Com 7.532 mortos por covid-19 até o fim de maio, 263 cidades tinham um ou mais vítimas, registro que deve incluir as 645 paulistas entre junho e julho. Maio manteve o ritmo acelerado de crescimento da curva de letalidade da doença: bateu recorde de 324 mortos em 24 horas no dia 19. O ministro interino da Saúde, Eduardo Pazuello fez um alerta sobre a “nova etapa” da epidemia no Brasil e os riscos maiores para as regiões Sudeste, Sul e Centro-Oeste. “A progressão para o interior desses Estados é inevitável. Vai acontecer. Rezamos para que o impacto seja menor.”

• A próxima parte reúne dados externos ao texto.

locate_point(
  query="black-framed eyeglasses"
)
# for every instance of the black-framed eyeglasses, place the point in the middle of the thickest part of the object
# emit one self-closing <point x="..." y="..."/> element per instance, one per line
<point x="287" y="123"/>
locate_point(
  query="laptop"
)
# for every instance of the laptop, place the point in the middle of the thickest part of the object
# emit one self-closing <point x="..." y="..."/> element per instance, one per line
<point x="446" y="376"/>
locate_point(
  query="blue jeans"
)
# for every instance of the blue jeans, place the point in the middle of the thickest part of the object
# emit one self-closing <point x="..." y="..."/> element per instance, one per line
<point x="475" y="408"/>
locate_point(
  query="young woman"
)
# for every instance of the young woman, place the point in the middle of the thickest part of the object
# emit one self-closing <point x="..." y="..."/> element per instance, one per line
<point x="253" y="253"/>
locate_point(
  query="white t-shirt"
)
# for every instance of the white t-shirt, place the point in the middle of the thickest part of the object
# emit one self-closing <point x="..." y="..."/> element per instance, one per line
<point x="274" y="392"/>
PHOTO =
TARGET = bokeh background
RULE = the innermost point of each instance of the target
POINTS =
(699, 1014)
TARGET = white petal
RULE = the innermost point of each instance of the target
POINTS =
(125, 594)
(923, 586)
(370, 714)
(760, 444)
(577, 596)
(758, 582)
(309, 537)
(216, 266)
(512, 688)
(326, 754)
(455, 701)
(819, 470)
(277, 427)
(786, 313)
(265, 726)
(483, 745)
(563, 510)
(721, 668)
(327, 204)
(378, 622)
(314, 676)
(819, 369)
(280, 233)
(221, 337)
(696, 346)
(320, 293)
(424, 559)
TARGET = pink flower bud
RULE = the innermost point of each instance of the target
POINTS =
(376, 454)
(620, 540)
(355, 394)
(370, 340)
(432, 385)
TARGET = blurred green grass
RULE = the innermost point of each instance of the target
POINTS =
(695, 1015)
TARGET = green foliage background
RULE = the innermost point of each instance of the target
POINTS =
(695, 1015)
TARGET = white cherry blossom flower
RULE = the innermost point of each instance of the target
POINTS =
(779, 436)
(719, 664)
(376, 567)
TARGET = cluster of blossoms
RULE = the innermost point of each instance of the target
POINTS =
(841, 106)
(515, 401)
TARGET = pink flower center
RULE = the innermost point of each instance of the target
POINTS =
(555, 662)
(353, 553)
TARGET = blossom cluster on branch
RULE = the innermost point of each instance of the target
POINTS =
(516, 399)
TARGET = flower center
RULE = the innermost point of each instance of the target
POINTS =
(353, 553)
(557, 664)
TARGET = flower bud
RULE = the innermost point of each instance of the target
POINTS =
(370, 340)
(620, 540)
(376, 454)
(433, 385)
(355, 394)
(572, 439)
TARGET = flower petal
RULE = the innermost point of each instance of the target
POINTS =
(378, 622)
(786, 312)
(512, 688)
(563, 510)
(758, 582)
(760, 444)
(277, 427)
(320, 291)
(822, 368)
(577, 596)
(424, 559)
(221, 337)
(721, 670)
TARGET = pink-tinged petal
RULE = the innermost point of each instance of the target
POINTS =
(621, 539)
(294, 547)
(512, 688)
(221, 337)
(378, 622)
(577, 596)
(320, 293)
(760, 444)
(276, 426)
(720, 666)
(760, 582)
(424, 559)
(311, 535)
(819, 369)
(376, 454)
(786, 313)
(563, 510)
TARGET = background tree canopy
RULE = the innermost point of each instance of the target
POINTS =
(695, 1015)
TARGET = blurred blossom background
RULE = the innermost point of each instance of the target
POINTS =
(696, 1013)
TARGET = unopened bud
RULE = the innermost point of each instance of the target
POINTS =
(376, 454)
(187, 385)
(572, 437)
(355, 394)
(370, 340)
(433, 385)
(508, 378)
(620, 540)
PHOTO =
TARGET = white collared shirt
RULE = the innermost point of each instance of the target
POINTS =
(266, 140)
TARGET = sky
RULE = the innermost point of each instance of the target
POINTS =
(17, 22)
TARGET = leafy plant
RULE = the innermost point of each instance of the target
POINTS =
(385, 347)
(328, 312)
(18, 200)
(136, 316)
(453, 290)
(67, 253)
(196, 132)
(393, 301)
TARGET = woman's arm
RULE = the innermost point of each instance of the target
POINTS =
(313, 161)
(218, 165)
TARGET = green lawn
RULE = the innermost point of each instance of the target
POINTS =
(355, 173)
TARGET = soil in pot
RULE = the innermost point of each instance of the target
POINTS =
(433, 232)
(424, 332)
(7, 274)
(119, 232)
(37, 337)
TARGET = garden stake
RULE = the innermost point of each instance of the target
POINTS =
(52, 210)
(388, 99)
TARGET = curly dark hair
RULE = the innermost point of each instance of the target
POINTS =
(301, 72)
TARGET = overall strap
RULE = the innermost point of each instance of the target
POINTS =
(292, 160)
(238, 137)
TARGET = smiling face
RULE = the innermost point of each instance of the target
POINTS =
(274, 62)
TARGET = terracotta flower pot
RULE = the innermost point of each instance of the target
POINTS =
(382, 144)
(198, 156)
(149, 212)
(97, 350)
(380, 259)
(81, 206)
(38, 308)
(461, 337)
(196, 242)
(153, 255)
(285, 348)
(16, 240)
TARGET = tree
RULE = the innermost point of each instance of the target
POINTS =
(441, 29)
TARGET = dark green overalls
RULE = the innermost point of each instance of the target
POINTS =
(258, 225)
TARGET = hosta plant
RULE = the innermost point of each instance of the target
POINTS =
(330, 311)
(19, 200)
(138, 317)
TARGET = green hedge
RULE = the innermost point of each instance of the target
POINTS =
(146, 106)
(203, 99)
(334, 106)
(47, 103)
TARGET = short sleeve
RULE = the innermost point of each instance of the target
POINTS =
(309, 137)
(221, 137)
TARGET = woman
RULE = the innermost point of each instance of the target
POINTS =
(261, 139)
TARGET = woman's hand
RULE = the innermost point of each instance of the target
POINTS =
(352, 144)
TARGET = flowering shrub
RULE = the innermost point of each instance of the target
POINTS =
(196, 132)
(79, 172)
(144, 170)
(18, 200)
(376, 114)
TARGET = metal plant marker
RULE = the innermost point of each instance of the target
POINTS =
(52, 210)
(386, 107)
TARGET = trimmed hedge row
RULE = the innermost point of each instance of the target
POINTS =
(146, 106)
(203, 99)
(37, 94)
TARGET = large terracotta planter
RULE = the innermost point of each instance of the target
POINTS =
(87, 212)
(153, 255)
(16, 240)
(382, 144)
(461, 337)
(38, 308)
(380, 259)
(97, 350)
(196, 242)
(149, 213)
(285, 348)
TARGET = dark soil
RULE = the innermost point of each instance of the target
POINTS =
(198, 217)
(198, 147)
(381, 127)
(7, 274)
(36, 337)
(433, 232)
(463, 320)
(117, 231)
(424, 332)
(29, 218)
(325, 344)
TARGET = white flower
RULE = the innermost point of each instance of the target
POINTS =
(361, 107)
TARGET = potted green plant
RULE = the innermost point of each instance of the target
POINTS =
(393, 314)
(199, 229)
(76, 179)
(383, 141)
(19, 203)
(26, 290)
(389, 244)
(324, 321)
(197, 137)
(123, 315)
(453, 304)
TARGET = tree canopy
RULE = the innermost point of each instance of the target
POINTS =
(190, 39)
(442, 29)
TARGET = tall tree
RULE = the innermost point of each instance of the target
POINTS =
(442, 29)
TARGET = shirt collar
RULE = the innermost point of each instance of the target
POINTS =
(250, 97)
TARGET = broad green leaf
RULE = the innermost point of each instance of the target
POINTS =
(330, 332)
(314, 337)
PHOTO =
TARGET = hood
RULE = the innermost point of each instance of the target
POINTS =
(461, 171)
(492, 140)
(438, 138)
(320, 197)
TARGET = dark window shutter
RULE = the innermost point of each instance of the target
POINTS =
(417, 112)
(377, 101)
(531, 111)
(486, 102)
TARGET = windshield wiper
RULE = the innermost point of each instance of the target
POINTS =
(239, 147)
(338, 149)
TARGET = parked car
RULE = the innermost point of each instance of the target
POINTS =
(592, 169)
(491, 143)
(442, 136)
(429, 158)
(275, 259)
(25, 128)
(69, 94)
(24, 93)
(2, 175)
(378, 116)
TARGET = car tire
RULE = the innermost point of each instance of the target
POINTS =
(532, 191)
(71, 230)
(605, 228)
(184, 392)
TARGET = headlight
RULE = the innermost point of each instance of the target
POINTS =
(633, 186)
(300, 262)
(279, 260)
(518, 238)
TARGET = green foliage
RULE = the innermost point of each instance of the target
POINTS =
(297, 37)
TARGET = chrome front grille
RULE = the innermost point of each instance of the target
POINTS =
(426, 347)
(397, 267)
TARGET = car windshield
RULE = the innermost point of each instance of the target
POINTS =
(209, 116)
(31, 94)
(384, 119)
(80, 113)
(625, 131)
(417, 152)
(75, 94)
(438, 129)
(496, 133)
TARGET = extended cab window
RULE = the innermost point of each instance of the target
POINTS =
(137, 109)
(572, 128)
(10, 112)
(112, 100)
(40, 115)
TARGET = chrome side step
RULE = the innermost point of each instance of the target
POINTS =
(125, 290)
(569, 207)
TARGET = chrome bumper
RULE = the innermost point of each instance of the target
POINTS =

Manchas indicam os registros e a evolução dos registros de óbitos por covid-19 por cidades de São Paulo, entre março e maio
O quadro de contaminados e de pessoas mortas em São Paulo, se comparado ao números de leitos de UTI disponíveis e às taxas de leitos proporcional ao de habitantes, nas 17 regiões paulistas, mostra onde há maior risco de colapso da rede hospitalar no interior e litoral. "Com o número de casos ainda em ascensão, sem clara política de testagem, das grandes metrópoles para o interior, e com um número ainda alarmante de ocupação de leitos, a redução prematura do isolamento pode semear o caos no sistema de saúde", afirmou o professor Domingos Alves, do Laboratório de Inteligência em Saúde, da Faculdade de Medicina da Universidade de São Paulo (USP), em Ribeirão Preto, em documento divulgado por grupo de cientistas e pesquisadores, após decisão do governo do Estado de retomar as atividades econômicas. "O esforço de três meses seria completamente desperdiçado, levando a uma perda desnecessária de vidas."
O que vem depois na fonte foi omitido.